Researchers from Meta Platforms’ Reality Labs and the University of Texas at Austin have developed audio tools that Meta CEO Mark Zuckerberg says will deliver a more realistic metaverse experience. Among the new tools is a visual acoustic matching model called AViTAR that adapts any audio clip to a chosen environment using a photograph, not advanced geometry, to create a simulation. Also in the pipeline is the Visually-Informed Dereverberation mode (VIDA), which will “remove reverberation,” isolating source sounds for a fully immersive effect.
Zuckerberg said in a Friday blog post that by isolating sounds, including spoken commands, VIDA can make understanding sound cues easier for both humans and machines. As for AViTAR, whether “you’re at a concert, or just talking with friends around a virtual table, a realistic sense of where sound is coming from makes you feel like you’re actually there,” Zuckerberg blogged.
Also part of what Engadget calls a “trio of open source audio ‘understanding tasks’” aimed at more lifelike VR/AR engagement is VisualVoice, which “does the same as VIDA but for voices,” using both visual and audio cues to separate voices from background noise.
“Meta anticipates this model getting a lot of work in the machine understanding applications and to improve accessibility,” Engadget writes, listing use cases including “more accurate subtitles, Siri understanding your request even when the room isn’t dead silent or having the acoustics in a virtual chat room shift as people speaking move around the digital room.”
“We envision a future where people can put on AR glasses and relive a holographic memory that looks and sounds the exact way they experienced it from their vantage point, or feel immersed by not just the graphics but also the sounds as they play games in a virtual world,” Zuckerberg blogged, adding that the technologies all require further training and development before they’ll be ready for public release.
A Meta news release says the three new models — “designed to push us toward a more immersive reality at a faster rate” — are being made available to developers.

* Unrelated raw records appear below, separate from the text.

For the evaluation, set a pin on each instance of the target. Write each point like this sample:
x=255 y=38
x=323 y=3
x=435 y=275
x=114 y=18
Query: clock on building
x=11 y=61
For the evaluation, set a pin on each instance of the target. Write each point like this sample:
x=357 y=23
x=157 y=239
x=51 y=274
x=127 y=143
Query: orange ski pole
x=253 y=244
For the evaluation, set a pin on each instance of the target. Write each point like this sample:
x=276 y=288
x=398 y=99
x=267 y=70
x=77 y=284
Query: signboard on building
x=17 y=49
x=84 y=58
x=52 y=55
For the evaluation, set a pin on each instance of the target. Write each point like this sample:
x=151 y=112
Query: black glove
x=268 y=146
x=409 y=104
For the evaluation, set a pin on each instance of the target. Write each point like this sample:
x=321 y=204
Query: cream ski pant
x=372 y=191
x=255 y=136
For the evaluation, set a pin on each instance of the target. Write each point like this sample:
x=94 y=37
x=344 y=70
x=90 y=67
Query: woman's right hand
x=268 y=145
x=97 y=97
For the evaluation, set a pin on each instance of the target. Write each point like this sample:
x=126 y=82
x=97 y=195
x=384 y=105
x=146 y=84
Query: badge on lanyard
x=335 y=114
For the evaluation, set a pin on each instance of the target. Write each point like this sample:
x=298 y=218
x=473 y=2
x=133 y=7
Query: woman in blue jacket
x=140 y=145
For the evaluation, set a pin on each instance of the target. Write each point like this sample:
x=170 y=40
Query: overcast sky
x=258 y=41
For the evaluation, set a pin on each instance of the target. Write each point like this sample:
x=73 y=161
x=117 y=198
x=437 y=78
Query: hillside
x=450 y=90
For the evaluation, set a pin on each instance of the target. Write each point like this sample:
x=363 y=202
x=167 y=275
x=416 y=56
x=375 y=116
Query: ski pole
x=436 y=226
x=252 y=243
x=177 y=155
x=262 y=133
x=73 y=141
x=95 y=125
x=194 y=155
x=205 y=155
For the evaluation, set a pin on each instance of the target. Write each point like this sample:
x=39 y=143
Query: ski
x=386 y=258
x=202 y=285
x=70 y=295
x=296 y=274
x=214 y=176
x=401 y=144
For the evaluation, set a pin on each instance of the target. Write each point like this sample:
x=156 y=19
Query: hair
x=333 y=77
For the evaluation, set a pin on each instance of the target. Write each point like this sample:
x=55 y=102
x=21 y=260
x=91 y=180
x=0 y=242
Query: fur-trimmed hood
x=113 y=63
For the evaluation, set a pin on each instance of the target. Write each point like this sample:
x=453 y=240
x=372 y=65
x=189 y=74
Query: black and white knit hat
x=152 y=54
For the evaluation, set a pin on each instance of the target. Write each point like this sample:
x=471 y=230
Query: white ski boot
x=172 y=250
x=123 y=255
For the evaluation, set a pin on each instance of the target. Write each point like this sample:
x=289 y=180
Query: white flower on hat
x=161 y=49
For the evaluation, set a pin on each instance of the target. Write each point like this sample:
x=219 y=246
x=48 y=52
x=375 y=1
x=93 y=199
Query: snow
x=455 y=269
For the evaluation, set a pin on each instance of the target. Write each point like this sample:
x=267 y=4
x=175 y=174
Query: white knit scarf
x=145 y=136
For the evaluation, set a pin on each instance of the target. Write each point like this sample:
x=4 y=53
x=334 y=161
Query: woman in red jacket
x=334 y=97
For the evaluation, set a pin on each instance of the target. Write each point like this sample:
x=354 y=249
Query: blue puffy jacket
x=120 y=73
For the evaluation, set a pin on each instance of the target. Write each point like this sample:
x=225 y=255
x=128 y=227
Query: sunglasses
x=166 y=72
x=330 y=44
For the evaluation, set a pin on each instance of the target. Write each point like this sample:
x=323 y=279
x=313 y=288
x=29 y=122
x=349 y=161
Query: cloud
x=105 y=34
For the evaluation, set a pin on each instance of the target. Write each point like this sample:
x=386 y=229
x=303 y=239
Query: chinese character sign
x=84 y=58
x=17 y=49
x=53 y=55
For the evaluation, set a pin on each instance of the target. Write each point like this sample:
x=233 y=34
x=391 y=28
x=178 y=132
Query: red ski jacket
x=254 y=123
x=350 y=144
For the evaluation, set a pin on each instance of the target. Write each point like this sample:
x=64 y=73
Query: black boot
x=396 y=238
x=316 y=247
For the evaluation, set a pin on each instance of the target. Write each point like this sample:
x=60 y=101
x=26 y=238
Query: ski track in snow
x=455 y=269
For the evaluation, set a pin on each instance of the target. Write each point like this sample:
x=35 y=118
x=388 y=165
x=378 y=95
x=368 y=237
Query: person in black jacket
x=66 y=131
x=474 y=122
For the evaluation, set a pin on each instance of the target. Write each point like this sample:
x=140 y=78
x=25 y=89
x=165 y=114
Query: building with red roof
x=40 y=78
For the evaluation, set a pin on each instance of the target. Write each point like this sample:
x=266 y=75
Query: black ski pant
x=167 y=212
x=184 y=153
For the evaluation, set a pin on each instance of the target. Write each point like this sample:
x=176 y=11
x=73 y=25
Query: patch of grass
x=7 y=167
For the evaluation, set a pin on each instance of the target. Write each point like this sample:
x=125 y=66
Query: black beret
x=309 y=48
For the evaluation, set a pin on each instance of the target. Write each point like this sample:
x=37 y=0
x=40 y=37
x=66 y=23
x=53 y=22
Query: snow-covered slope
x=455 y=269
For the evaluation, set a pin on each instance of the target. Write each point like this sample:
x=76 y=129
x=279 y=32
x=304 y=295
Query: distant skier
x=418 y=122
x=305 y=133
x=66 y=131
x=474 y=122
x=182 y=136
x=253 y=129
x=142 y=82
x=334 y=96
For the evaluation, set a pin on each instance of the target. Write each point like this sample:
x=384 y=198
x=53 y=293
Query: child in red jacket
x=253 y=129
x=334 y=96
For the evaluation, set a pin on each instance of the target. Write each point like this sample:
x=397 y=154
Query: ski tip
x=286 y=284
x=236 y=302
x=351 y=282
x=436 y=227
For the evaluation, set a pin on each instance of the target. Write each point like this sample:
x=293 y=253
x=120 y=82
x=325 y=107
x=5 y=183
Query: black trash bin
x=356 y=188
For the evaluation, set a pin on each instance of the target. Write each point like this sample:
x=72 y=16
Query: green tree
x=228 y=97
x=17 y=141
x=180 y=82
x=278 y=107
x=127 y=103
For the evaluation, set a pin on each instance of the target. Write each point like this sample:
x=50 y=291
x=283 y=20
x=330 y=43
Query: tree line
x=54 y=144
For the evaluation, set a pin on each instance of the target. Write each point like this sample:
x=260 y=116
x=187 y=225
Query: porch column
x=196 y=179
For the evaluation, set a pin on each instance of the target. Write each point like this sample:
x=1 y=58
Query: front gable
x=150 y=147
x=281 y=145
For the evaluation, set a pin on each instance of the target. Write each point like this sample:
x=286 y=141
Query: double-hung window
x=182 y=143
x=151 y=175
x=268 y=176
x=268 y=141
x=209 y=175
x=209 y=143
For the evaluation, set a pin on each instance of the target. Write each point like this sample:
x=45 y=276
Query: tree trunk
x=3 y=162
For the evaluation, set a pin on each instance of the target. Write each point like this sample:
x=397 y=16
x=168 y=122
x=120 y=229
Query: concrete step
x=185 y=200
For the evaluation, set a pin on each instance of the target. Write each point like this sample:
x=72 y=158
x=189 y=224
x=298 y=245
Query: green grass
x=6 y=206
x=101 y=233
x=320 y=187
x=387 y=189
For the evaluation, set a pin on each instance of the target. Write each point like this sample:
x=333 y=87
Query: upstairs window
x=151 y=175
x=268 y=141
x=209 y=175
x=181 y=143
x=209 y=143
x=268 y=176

“Meta’s already factored this in, to at least some degree, with the first generation version of its Ray-Ban Stories glasses, which include open air speakers that deliver sound directly into your ears,” writes Social Media Today, explaining the speakers are positioned to enable “fully immersive audio without the need for earbuds.”
In an interview with CNBC’s Jim Cramer, Zuckerberg said that he hopes to get “around a billion people in the metaverse doing hundreds of dollars of commerce, each buying digital goods, digital content, different things to express themselves.”